Il n'avait jamais vu les nuages d'aussi près. Jon aimait bien les nuages. En bas, dans la vallée, il les avait regardés souvent, couché sur le dos derrière le mur de la ferme. Ou bien caché dans une crique du lac, il était resté longtemps la tête renversée en arrière jusqu'à ce qu'il sente les tendons de son cou durcis comme des cordes. Mais ici, au sommet de la montagne, ce n'était pas pareil. Les nuages arrivaient vite, au ras de la plaine de lave, ouvrant leurs ailes immenses. Ils avalaient l'air et la pierre, sans bruit, sans effort, ils écartaient leurs membranes démesurément. Quand ils passaient sur le sommet de la montagne, tout devenait blanc et phosphorescent, et la pierre noire se couvrait de perles. Les nuages passaient sans ombre. Au contraire, la lumière brillait avec plus de force, elle rendait tout couleur de neige et d'écume. Jon regardait ses mains blanches, ses ongles pareils à des pièces de métal. Il renversait la tête et il ouvrait sa bouche pour boire les fines gouttes mêlées à la lumière éblouissante. Ses yeux grands ouverts regardaient la lueur d'argent qui emplissait l'espace. Alors il n'y avait plus de montagne, plus de vallées de mousse, ni de villages, plus rien; plus rien, mais le corps du nuage qui fuyait vers le sud, qui comblait chaque trou, chaque rainure. La vapeur fraîche tournait longtemps sur le sommet de la montagne, aveuglait le monde. Puis, très vite, comme elle était venue, la nuée s'en allait, roulait vers l'autre bout du ciel.

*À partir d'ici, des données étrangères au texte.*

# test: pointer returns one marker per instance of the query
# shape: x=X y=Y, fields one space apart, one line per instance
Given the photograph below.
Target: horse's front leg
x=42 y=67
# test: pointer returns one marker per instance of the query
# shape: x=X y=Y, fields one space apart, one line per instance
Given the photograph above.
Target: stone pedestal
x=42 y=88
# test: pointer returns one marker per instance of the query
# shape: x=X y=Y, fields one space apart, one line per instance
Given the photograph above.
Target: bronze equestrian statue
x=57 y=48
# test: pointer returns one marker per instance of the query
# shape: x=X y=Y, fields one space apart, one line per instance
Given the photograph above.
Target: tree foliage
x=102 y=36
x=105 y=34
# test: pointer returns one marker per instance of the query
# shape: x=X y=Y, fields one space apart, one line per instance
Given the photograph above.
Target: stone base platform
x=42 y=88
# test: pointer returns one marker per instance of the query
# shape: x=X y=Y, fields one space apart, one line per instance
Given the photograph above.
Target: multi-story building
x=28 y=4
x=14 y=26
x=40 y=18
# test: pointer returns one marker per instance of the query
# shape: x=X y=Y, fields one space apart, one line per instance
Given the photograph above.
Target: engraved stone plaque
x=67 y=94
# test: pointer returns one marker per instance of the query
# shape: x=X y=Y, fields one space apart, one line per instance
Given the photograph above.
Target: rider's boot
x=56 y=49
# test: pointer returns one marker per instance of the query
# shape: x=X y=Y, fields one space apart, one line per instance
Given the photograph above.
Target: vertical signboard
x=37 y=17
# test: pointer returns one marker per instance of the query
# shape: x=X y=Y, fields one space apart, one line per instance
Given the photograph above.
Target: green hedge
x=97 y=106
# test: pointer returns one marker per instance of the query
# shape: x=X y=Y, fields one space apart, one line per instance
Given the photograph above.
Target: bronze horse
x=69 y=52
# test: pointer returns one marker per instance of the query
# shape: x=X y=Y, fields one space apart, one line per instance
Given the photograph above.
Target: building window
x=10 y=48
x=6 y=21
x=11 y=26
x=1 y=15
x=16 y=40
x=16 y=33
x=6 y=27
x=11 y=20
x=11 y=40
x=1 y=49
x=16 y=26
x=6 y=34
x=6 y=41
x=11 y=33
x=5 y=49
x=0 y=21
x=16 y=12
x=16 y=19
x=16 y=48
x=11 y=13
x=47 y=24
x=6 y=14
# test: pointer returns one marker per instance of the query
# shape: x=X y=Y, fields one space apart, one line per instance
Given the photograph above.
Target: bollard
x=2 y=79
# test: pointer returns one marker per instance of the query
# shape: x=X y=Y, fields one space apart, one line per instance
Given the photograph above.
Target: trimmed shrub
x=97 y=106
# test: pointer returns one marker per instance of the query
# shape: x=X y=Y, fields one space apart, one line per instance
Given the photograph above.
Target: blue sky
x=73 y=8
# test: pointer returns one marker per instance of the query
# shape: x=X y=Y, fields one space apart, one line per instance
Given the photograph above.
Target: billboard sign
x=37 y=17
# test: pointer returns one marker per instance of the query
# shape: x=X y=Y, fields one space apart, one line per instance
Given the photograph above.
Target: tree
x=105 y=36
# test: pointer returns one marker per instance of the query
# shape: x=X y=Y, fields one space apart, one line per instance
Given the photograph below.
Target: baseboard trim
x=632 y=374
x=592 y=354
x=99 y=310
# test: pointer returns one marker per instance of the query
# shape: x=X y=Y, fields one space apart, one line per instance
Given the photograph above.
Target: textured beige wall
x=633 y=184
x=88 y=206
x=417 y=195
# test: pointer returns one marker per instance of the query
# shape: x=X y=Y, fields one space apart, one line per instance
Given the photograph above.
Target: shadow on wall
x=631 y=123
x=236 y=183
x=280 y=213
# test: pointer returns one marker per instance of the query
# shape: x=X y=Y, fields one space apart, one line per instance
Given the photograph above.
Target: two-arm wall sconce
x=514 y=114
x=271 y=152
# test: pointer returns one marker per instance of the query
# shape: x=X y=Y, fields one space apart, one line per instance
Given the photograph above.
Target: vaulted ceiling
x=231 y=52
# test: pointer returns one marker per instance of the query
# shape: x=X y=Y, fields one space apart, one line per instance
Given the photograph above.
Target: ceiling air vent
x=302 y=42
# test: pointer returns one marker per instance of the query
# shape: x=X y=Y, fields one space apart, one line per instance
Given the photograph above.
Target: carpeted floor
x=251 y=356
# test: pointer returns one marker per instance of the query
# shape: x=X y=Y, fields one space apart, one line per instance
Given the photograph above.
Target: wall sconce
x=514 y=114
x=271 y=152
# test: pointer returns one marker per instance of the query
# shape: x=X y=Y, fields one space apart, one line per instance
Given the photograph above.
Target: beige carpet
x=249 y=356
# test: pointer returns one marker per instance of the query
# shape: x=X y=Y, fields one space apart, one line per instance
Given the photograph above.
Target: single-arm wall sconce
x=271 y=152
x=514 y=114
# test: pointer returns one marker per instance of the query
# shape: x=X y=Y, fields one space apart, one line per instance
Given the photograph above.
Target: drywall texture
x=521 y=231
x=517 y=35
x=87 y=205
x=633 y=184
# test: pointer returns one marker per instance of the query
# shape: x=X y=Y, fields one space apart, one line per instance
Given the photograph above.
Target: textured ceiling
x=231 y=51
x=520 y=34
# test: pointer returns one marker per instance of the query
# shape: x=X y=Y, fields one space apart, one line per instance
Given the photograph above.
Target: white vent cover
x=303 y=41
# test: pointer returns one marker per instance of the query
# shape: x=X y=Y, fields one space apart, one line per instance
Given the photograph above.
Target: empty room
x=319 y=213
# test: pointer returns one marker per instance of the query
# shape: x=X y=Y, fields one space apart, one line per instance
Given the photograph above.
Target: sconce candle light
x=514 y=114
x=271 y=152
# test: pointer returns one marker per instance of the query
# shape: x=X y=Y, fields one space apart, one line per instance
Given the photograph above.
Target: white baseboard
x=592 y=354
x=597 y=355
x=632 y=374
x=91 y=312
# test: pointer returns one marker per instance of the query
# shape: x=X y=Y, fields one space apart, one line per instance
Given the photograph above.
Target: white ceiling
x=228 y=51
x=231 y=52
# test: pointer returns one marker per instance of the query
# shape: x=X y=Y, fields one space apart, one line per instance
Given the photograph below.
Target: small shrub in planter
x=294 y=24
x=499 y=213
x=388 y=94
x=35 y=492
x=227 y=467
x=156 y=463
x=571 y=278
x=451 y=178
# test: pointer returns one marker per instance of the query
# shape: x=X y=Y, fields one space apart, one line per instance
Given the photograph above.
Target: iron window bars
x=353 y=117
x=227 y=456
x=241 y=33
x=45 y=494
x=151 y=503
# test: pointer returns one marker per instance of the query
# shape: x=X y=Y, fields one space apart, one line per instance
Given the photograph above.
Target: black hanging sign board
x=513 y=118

Jon était heureux d'être arrivé ici, près des nuages. Il aimait leur pays, si haut, si loin des vallées et des routes des hommes. Le ciel se faisait et se défaisait sans cesse, autour du cercle de lave, la lumière du soleil intermittent bougeait comme les faisceaux des phares. Peut-être qu'il n'y avait rien d'autre, réellement. Peut-être que maintenant, tout bougerait sans cesse, en fumant, larges tourbillons, nœuds coulants, voiles, ailes, fleuves pâles. La lave noire glissait aussi, elle s'épandait et coulait vers le bas, la lave froide très lente qui débordait des lèvres du volcan.

Quand les nuages s'en allaient, Jon regardait leurs dos ronds qui couraient dans le ciel. Alors l'atmosphère reparaissait, très bleue, vibrante de la lumière du soleil et les blocs de lave durcissaient de nouveau.

Jon se mit à plat ventre et toucha la lave. Tout à coup, il vit un caillou bizarre, posé au bord de la cuvette remplie d'eau de pluie. Il s'approcha à quatre pattes pour l'examiner. C'était un bloc de lave noire, sans doute détaché de la masse par l'érosion. Jon voulut le retourner, mais sans y parvenir. Il était soudé au sol par un poids énorme qui ne correspondait pas à sa taille.

Alors Jon sentit le même frisson que tout à l'heure, quand il escaladait les blocs du ravin. Le caillou avait exactement la forme de la montagne. Il n'y avait pas de doute possible: c'était la même base large, anguleuse, et le même sommet hémisphérique. Jon se pencha plus près, et il distingua clairement la faille par où il était monté. Sur le caillou, cela formait juste une fissure, mais dentelée comme les marches de l'escalier géant qu'il avait escaladé.

Jon approcha son visage de la pierre noire, jusqu'à ce que sa vue devienne trouble. Le bloc de lave grandissait, emplissait tout son regard, s'étendait autour de lui. Jon sentait peu à peu qu'il perdait son corps, et son poids. Maintenant il flottait, couché sur le dos gris des nuages, et la lumière le traversait de part en part. Il voyait au-dessous de lui les grandes plaques de lave brillantes d'eau et de soleil, les taches rouillées du lichen, les ronds bleus des lacs. Lentement, il glissait au-dessus de la terre, car il était devenu semblable à un nuage, léger et qui changeait de forme. Il était une fumée grise, une vapeur, qui s'accrochait aux rochers et déposait ses gouttes fines.

Jon ne quittait plus la pierre du regard. Il était heureux comme cela, il caressait longuement la surface lisse avec ses mains ouvertes. La pierre vibrait sous ses doigts comme une peau. Il sentait chaque bosse, chaque fissure, chaque marque polie par le temps, et la douce chaleur de la lumière faisait un tapis léger, pareil à la poussière.